Fin 2013, une rencontre cinématographique inattendue régénère le compositeur : Xavier Beauvois. Jusqu’alors méfiant face à la musique originale, le cinéaste de Des hommes et des dieux décide de faire entrer le lyrisme dans son cinéma avec La Rançon de la gloire, parabole humaniste sur les deux SDF ayant volé le cercueil de Chaplin pour rançonner sa famille. Legrand et Beauvois se retrouvent en 2017 sur Les Gardiennes, chronique paysanne en temps de guerre, celle de 14-18. "On prétend qu’il ne faut pas avoir peur des monstres sacrés, insiste le metteur en scène.
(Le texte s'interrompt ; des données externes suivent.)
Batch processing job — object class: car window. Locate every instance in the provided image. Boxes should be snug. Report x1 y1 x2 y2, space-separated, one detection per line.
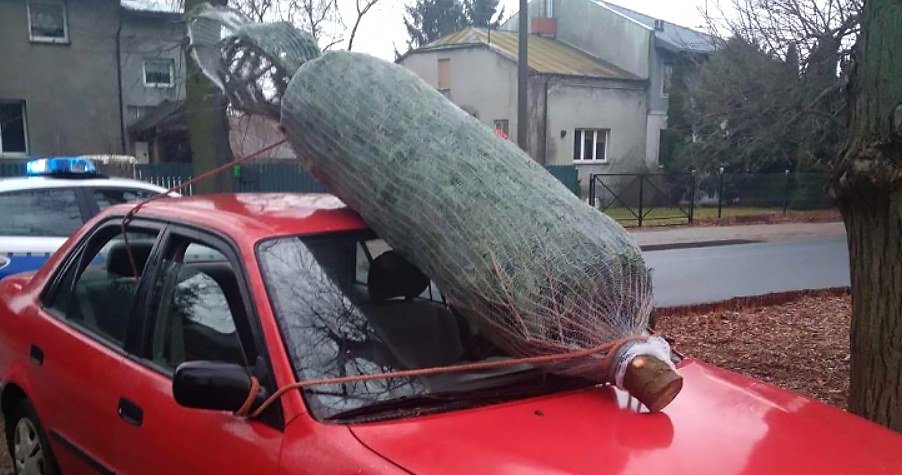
48 227 158 348
152 242 252 370
94 188 156 211
257 233 470 418
0 188 84 237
Mais Michel n’était pas un monstre sacré : il habitait à l’étage supérieur. Au passage, il m’a débloqué le cerveau sur la musique. C’était des cours de rattrapage intensifs. Entre nous, ça a été de l’émulation et du partage." Michel Legrand a également le temps de rencontrer un autre cinéaste à la vocation façonnée par son écriture, Damien Chazelle, dont La La Land sonne comme une déclaration d’amour aux Parapluies et Demoiselles. Pour le compositeur, 2018 se révèle une nouvelle année suractive : sortie de son livre de souvenirs "J’ai le regret de vous dire oui", mise en musique du film testament d’Orson Welles The Other Side of the Wind, création de la version scénique de Peau d’âne au Théâtre Marigny. Il s’envole fin janvier 2019, après avoir pris le temps d’achever ses ultimes travaux en cours. A la disparition d’un créateur qui semblait résister au temps, la presse mondiale souligne une évidence : entre jazz, baroque et musique moderne, le territoire de Michel Legrand est bien plus vaste qu’on ne l’imagine a priori. A sa manière, cette rétrospective au Cinématographe cherche à en dresser la carte.
Stéphane Lerouge, co-auteur de "J’ai le regret de vous dire oui" (Fayard, 2018)
Texte publié à l'occasion de l'hommage à Michel Legrand, du 22 juin au 17 juillet 2019.